What a disappointment. Who had this stupid idea?
They will keep extensions, only plugins get removed.
Ironic that they are leaving the Java plugin, which has more security holes than any other internet technology.
Looking at the list of NPAPI plugins on my system, there is nothing there other than Chrome generic stuff. So I don’t forsee any issues with my own needs at least.
As of Java 7 update 25 the Java browser plug-in only NO LONGER RUNS UNSIGNED CODE automatically, and features “click to run” so the “security issues” (drive-by exploits) experienced before are a thing of the past.
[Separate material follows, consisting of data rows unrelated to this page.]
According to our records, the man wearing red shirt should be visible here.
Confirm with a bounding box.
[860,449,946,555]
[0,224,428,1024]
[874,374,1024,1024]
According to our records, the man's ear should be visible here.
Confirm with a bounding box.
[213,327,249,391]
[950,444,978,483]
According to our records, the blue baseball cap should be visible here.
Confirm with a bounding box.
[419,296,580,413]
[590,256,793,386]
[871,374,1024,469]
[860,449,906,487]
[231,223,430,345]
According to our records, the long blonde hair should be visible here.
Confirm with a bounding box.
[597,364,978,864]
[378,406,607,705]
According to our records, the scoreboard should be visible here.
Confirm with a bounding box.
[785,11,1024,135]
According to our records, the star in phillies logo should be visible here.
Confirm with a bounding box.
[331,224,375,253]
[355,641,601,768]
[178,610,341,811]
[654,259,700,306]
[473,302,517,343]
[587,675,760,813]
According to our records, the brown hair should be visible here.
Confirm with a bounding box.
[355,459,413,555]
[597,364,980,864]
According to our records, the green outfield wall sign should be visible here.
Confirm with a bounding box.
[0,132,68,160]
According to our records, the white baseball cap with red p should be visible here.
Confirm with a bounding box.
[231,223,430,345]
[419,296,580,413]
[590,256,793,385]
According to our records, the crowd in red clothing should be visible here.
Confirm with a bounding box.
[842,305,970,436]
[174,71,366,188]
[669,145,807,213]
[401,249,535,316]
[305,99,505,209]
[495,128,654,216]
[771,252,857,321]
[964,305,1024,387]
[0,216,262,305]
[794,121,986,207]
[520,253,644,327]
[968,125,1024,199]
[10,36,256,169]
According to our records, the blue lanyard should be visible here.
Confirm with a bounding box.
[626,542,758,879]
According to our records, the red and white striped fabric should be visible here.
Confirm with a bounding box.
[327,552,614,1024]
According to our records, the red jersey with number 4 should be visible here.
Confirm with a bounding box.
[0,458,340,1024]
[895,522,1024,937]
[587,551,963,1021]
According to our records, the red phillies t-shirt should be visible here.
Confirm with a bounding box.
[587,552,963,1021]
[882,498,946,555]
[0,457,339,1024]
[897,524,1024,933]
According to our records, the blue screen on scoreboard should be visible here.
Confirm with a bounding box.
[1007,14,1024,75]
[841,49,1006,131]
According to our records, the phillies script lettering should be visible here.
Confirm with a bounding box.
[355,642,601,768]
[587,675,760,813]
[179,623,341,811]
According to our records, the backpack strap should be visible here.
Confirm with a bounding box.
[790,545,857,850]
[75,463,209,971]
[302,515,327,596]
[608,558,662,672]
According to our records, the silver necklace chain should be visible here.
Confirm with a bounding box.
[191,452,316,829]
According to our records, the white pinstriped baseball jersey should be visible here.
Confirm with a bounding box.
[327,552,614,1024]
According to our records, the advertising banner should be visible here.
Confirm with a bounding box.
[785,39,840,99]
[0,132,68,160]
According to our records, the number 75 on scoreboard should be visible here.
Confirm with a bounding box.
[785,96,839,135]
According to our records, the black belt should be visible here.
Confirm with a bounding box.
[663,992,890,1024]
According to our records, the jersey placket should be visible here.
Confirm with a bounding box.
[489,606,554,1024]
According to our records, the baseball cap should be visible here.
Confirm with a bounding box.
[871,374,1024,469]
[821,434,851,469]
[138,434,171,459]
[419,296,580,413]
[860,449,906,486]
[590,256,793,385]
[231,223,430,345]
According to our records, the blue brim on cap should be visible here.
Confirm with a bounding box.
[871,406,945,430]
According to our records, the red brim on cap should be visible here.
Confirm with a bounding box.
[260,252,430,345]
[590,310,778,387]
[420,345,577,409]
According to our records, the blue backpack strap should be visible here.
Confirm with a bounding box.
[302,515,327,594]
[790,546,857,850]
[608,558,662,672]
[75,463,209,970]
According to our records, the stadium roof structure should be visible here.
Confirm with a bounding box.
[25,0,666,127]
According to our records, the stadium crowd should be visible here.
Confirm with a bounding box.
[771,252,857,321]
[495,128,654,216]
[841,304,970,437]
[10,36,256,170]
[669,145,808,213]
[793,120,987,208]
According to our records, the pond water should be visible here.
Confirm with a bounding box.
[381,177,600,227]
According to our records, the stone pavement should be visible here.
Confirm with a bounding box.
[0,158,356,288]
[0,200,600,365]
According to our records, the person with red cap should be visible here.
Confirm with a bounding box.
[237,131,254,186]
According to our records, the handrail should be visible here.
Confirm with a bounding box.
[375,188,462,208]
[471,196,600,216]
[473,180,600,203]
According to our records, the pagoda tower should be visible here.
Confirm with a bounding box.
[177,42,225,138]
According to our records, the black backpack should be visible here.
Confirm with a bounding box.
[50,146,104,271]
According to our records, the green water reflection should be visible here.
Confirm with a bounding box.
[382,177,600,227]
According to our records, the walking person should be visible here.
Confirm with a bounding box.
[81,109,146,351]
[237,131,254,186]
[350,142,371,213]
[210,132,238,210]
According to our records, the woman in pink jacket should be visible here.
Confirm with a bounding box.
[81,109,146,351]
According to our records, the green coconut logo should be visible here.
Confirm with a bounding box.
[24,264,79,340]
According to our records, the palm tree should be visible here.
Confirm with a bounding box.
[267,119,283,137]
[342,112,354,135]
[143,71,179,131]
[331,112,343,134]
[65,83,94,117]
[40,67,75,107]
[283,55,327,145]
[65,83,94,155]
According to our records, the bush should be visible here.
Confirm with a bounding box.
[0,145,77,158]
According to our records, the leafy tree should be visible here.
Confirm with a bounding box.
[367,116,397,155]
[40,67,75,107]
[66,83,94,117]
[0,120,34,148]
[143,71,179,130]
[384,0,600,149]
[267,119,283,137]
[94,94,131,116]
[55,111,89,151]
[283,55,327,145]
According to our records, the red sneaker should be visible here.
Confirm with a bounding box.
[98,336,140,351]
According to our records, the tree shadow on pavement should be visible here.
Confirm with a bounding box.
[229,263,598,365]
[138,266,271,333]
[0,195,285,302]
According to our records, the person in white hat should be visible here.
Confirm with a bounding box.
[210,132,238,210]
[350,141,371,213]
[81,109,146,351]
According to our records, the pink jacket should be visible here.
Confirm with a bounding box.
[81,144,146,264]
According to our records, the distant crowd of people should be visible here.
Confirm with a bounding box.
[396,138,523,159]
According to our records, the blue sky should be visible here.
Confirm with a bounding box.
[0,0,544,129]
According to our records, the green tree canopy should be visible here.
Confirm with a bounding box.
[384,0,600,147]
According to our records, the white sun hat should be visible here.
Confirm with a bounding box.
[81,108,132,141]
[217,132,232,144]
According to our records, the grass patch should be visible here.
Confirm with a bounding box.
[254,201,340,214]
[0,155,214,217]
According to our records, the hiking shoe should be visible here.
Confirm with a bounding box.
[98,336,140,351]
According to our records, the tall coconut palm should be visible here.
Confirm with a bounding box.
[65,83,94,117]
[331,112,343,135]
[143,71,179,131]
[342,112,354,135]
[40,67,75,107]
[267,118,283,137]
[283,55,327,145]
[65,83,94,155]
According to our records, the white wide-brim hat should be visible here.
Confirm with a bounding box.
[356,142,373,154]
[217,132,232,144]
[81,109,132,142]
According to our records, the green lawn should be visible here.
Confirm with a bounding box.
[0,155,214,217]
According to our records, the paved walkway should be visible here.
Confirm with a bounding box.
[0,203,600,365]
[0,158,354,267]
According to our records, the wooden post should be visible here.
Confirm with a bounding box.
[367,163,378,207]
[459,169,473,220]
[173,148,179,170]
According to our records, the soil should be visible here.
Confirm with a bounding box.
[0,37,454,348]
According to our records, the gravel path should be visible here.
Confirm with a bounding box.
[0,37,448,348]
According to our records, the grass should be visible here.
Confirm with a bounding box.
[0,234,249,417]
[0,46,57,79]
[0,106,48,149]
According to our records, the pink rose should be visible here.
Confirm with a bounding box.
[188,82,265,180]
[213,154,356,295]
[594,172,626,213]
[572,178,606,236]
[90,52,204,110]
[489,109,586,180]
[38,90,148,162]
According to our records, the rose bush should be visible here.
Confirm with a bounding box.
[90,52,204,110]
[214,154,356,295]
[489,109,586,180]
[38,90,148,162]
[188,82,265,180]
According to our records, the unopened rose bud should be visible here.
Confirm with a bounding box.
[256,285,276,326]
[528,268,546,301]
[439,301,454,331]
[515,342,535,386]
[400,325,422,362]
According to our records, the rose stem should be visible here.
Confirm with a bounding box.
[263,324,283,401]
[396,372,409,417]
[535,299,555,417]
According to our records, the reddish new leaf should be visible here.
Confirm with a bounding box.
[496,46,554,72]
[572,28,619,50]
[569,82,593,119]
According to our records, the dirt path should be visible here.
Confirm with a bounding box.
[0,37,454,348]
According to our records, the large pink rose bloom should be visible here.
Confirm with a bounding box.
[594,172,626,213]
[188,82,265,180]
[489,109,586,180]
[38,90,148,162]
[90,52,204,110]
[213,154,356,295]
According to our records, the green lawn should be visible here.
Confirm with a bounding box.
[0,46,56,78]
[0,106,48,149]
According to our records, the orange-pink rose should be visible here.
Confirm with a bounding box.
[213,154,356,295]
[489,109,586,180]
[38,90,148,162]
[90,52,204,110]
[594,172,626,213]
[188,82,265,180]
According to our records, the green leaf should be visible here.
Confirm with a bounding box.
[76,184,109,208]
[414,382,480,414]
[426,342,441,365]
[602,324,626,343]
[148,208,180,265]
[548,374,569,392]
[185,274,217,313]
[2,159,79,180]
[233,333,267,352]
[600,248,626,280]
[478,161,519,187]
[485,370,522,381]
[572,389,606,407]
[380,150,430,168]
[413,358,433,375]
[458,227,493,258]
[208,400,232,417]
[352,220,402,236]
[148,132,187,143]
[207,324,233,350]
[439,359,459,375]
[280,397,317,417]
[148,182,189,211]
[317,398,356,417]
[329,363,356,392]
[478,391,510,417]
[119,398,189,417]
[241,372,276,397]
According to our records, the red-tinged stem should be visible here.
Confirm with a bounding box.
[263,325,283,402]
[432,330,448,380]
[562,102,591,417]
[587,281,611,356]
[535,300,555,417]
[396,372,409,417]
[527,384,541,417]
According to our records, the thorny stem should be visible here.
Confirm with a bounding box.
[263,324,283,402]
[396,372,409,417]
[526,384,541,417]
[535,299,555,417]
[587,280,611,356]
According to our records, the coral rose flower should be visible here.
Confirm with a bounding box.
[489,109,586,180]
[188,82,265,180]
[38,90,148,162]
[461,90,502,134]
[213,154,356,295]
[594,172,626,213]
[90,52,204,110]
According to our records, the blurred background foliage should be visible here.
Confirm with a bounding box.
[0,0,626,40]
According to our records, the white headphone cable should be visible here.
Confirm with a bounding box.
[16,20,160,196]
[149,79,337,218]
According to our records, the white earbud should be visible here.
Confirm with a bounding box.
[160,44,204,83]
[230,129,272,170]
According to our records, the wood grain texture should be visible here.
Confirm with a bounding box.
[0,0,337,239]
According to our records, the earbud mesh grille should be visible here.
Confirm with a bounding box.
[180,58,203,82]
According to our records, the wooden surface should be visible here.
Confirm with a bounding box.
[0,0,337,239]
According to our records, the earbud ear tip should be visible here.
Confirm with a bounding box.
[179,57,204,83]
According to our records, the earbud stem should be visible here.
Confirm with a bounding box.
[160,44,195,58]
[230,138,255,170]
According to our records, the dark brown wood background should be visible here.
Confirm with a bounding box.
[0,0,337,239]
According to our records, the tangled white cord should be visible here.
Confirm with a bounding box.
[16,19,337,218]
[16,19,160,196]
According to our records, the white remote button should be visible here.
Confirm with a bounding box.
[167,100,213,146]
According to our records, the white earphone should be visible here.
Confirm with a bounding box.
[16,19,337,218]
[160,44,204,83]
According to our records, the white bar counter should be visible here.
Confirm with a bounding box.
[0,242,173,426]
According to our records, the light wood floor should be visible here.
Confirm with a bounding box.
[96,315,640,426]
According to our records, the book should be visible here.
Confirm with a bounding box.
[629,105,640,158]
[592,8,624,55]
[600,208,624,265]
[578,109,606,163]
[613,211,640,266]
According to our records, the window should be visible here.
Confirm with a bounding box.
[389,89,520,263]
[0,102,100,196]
http://timboudreau.co/blog/The_Java_Security_Exploit_in_%28Mostly%29_Plain_English/read
ActiveX is much more of a security hole, with “killbits” downloaded via WindowsUpdate almost every “patch tuesday” yet it doesn’t the same amount of scaremongering and FUD.
FC
The blog post says Java is already blocked by default for security reasons. Users must explicitly enable it for every use on every page, as far as I know.
Typical Google arrogance: you manage to have a large part of the browser “market” and then you start trying to make the rules. I am sick of it.
I agree. It looks like if Google wants to push (only) their own “standards” and its browser to the marketplace. I get the feeling that this is also a new tactic towards Microsoft, Netflix, etc. (Google TV, Chromecast).